Lives fit for conductive uprbringing

Why am I writing about my passion for cycling, describing now “sport” and keeping fit is part of my and my friends’ lives.

It is because of the following question that I read on Facebook this morning.

"Why do family's that attend CE with their children have such difficulties adapting it into their daily life? To make it a part of "growing up" or into a game?"

I wanted to write something to illustrate why they find it difficult.

It is so difficult to integrate staying fit and healthy into my life, it is difficult for my MS clients to integrate it into their own lives. Think how difficult it is for parents to integrate conductive living into the lives of a whole family. It is very hard for many family members to adopt a certain lifestyle for the sake of just one family-member who has a physical disability.

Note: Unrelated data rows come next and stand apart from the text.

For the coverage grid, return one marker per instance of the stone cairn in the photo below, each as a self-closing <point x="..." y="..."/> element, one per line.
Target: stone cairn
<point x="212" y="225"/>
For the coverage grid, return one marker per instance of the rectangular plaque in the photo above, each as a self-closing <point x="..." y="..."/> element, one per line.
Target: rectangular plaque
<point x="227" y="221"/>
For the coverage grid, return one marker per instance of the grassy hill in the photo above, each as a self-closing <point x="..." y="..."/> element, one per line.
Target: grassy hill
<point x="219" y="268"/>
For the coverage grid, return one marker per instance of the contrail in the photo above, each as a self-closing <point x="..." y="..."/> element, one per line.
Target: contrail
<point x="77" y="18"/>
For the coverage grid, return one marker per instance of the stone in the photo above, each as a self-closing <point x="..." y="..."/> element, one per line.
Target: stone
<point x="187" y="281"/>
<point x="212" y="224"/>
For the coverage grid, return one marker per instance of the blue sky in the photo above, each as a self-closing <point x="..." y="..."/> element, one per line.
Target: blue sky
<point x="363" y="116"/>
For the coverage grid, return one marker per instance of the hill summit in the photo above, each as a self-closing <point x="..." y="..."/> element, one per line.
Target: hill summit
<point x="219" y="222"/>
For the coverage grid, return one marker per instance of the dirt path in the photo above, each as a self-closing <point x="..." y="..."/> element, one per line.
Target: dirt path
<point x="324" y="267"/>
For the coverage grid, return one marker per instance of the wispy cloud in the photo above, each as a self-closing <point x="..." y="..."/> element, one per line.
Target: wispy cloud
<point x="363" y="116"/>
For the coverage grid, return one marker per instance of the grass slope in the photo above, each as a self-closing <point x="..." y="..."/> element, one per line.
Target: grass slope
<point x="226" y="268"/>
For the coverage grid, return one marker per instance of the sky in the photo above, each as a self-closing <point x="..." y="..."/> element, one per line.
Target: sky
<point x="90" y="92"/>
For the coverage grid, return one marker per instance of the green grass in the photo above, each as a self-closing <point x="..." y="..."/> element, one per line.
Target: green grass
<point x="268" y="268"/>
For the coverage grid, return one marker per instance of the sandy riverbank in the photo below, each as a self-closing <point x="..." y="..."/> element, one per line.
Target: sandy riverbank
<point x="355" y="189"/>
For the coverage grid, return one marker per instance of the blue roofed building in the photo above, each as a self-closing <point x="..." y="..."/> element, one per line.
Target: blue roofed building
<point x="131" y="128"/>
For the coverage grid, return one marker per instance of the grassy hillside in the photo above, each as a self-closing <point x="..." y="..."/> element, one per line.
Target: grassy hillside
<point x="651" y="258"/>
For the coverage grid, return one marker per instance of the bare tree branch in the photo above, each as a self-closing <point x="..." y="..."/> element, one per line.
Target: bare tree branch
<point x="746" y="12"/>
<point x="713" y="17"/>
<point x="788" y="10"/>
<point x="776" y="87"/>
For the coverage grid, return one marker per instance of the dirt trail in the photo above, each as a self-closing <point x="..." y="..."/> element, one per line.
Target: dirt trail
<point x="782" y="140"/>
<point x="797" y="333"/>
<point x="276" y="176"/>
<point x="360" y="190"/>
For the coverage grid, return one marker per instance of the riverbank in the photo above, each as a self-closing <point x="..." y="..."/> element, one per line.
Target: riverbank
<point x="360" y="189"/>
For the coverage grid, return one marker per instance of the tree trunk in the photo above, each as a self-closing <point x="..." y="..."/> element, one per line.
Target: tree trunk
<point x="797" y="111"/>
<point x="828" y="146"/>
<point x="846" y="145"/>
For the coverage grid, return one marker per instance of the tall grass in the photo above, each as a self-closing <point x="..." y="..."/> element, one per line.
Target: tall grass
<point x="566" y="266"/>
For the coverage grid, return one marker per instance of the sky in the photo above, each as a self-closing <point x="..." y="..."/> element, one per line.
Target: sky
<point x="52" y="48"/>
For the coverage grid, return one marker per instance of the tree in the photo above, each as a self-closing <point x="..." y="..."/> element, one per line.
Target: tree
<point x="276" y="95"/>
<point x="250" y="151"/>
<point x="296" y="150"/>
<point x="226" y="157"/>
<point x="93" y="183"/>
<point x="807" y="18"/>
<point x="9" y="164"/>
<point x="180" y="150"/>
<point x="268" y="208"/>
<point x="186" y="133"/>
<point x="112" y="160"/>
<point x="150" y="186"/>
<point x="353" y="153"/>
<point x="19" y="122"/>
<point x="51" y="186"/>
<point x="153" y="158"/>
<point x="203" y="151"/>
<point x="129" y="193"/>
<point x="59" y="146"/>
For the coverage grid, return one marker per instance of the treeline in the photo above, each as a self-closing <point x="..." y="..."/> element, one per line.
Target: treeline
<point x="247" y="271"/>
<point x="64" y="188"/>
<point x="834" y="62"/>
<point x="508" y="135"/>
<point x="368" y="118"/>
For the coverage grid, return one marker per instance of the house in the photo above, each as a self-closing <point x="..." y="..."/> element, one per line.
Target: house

Parents need to develop a conductive lifestyle on behalf of their child. This is made even more difficult when the child attends conductive groups without their parents, without the rest of the family. It is then more difficult still when the child attends school where no conductor works, perhaps attending physiotherapy, speech therapy, riding, gymnastics, all without a conductor and without parents either.

How can a family be expected to make Conductive Education part of growing up when the only part of the day left is going to bed? Not much time left for a “game” of Conductive Education then.

CE is far from a game

Conductive upbringing is hard work and takes a lot of organising. things when done conductively take a lot of time, time that has to be found somewhere in a family’s day. The time is there, but sometimes help is needed to find it.

Developing a conductive lifestyle needs enthusiasm, it needs understanding and it needs passion. It needs to involve everyone who touches a child’s life. Parents may need a lot of encouragement.

From whom?

I hope that such encouragement comes from conductors.

Conductive upbringing as I learned it in the Petö Institute, mainly in residential groups, is not exactly how I do it now. My vision has been that I want to provide the benefits of what I experienced and what conductors did at that boarding school in Budapest, except that in Budapest they did it without involving the families. My vision is to involve families.

There hasn’t ever been a boarding school for children with motor disorders quite like that anywhere else in the world, as far as I know.

I have seen my job as trying to make home like such a boarding school, to assist the parents and show the whole family how to “do a Dina”. I thought that through doing this perhaps the integrating of conductive pedagogy into the daily family life, creating a conductive life, could be made a bit less difficult.

Don’t ask why not, just do it

Instead of asking why families find it difficult, we should ask ourselves why we may find it difficult to fit “sport” into our lives. We might find some answers there, answers that include words like encouragement, help, understanding, enthusiasm, motivation, hope and feeding the soul.